I’ve mostly adjusted to being back on Pacific Standard Time after a week in India. How long does it take you to switch back from traveling timezones? Meanwhile, I’m clearing out some of the reading queue, as you’ll find below.
[blog] The power of large context windows for your documentation efforts. I learned a LOT from this post! Guillaume explores how to create dynamic tutorials by using AI to ask questions of the docs. Excellent example here, and I’m sure you’ll walk away with a couple of fresh ideas.
[article] Canonical Extends Kubernetes Distro Support to a Dozen Years. Wow, that’s a long time. Assuming you get all the security patches you need, I guess it’s not AWFUL to stay on a given distribution for so long. But I’d be cautious about a plan that depends on it.
[article] Exploring for strategy. I’ve found that the easiest way to avoid falling in love with a given idea is to constantly explore alternate opinions. It doesn’t mean I don’t have convictions; it means the ones I have are well-tested.
[article] Bridging the AI Learning Gap. Different needs at different stages of expertise! Here’s some useful perspective on how to integrate AI into the learning path.
[blog] Deep dive into AI with Google Cloud’s global generative AI roadshow. Speaking of learning new things, commit to a few in-person events this year. Last week, I kicked off this roadshow in India. We’ve got lots more coming up, including my appearance in Paris and Istanbul.
Happy Valentine’s Day! Give someone a hug today. Preferably someone you know. I’m almost home from India, and am looking forward to a three-day weekend.
[youtube-video] How Google AI helps with safer pregnancies. Beautiful story that I got to hear live at one of our events in India. Senthil may be the most user-centric product person I’ve ever met.
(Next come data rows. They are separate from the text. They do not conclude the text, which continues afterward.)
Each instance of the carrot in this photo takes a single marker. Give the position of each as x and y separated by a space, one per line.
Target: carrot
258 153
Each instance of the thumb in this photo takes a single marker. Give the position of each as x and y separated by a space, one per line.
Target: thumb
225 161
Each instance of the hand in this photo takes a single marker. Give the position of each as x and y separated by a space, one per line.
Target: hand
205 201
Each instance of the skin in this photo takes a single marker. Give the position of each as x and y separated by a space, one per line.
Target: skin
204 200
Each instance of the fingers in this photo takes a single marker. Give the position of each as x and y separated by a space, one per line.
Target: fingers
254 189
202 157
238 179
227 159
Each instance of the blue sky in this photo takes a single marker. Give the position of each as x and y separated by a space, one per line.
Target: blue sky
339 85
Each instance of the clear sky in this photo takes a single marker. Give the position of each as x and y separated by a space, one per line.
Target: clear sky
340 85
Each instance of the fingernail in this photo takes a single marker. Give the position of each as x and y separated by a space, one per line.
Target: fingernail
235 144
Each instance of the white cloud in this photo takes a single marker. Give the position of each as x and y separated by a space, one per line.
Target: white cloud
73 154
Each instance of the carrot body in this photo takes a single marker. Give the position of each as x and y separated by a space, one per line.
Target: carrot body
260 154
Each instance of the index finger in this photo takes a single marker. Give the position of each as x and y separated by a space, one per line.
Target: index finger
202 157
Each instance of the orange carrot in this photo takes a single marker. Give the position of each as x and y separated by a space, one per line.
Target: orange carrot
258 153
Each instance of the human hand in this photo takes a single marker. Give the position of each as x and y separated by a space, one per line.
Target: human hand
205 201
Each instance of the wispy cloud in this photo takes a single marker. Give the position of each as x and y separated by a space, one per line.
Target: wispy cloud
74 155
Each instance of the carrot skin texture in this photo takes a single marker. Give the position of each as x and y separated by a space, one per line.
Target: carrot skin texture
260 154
I’m flying back to the States after a wild final day in India. At our event in Hyderabad, I had the real privilege of talking to, taking pictures with, and learning from hundreds of developers. Great folks! I was also able to steal a few minutes to read the items you’ll find below.
[blog] Edge Build: Part 1. Brian is building a new local edge environment in his home lab. Follow along!
[article] Preparing for AI. Long-ish piece, but a good one for how to think about the current AI revolution. Don’t ignore it, be realistic about it, and train yourself to use it effectively.
[blog] RAG based application with AlloyDB and Vertex AI. Nothing new here, but still a good look at setting up PostgreSQL as a vector database and hosting a retrieval service on a serverless platform.
[blog] Book Review: The Goal. My friend Traverse takes a look at this classic book that inspired The Phoenix Project. It’s all about streamlining operations and understanding your metrics.
[blog] Developer Relations Belongs in Product. It can sit in all sorts of places within the org, but if you have a devrel team that’s paying attention to product updates and is also a trusted source of customer feedback, being in product management is a plus.